Mia Dio, candidate for Miss Universe Cuba 2026, posted on Instagram a reel and an artistic photo session dedicated to the Damas de Blanco, the movement of Cuban women that emerged when they marched in white to demand the release of political prisoners from the Black Spring.
In the video, Mia Dio narrates the story of the movement while conducting a photo shoot inspired by it: she wears an elaborate white tulle dress with a lace veil and holds white gladioli in front of a Cuban flag, the same symbols that those women adopted to protest silently.
"In Cuba, a group of women dressed in white walked silently through the streets holding flowers. And somehow, that was enough for them to be regarded as enemies of the State," says Mia Dio at the beginning of the reel.
The candidate explains that the movement was born when dissidents, independent journalists, and activists were arrested during the Black Spring of 2003 and sentenced to long prison terms. Their wives, mothers, daughters, and sisters began to gather, dress in white—a symbol of peace—and attend mass on Sundays.
The Cuban regime responded with surveillance, insults, aggression, and arrests. "But their response was simple: they kept coming back, time and again," Mia Dio points out in the video.
The movement succeeded in keeping the names of political prisoners alive when the government wanted them forgotten, drew international attention to human rights violations on the island, and, with the support of human rights groups, the Catholic Church, and Spain, achieved the release of the 75 prisoners from the Black Spring, although many were forced into exile.

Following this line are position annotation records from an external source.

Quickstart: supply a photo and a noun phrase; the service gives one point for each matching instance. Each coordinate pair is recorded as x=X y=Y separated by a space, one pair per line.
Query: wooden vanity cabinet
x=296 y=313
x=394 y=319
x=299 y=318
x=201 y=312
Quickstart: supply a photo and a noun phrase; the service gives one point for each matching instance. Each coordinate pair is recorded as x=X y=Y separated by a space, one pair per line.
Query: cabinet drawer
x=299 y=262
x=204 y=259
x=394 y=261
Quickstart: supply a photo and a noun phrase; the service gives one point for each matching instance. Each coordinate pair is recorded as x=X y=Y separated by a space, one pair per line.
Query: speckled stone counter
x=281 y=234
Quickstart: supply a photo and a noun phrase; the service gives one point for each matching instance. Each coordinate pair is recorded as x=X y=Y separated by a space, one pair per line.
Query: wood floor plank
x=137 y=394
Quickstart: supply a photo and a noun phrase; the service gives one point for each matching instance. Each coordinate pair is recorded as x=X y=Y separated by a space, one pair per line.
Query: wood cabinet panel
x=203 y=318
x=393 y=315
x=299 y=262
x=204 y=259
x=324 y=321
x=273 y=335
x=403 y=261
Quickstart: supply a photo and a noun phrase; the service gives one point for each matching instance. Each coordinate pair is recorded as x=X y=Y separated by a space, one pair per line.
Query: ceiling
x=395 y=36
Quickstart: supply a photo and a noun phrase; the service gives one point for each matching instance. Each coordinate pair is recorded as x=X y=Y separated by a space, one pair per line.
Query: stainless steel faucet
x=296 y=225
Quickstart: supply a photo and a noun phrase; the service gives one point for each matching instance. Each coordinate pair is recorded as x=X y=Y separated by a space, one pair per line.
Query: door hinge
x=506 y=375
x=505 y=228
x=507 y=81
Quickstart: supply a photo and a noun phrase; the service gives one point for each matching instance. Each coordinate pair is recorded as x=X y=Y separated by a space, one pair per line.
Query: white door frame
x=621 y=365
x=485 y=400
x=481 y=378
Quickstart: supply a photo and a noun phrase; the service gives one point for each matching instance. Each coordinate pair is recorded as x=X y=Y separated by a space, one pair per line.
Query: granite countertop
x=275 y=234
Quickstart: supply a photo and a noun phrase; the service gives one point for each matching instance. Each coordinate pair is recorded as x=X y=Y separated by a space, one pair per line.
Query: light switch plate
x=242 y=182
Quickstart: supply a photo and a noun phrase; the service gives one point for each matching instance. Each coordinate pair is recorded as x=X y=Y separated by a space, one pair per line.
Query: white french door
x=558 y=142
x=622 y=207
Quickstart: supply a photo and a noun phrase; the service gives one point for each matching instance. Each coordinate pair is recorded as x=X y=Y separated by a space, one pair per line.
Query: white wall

In 2005, the Ladies in White received the Sakharov Prize for Freedom of Thought from the European Parliament, and to this day, their activists continue to demand the freedom of political prisoners in Cuba.
Mia Dio closed the video with a direct message: "History has never been changed by women who waited to feel powerful first. They walked in silence and made the world listen."
The comments from her followers reflected the impact of the tribute: "This is the true representation of my country that I need," wrote one; "This is how a Cuban woman should represent her country in Miss Universe," noted another.
Mia Dio, a Cuban-American born in Miami, daughter of a Cuban mother and an Argentine father, returns to Miss Universe Cuba after competing in the 2025 edition representing Isla de la Juventud, where she reached the Top 5 and won the title of Miss Popularity despite having suffered facial paralysis days before the final gala.
In a ranking of favorites published on June 9, Mia Dio held the second position with 6,500 interactions, trailing behind Daniela Reyes.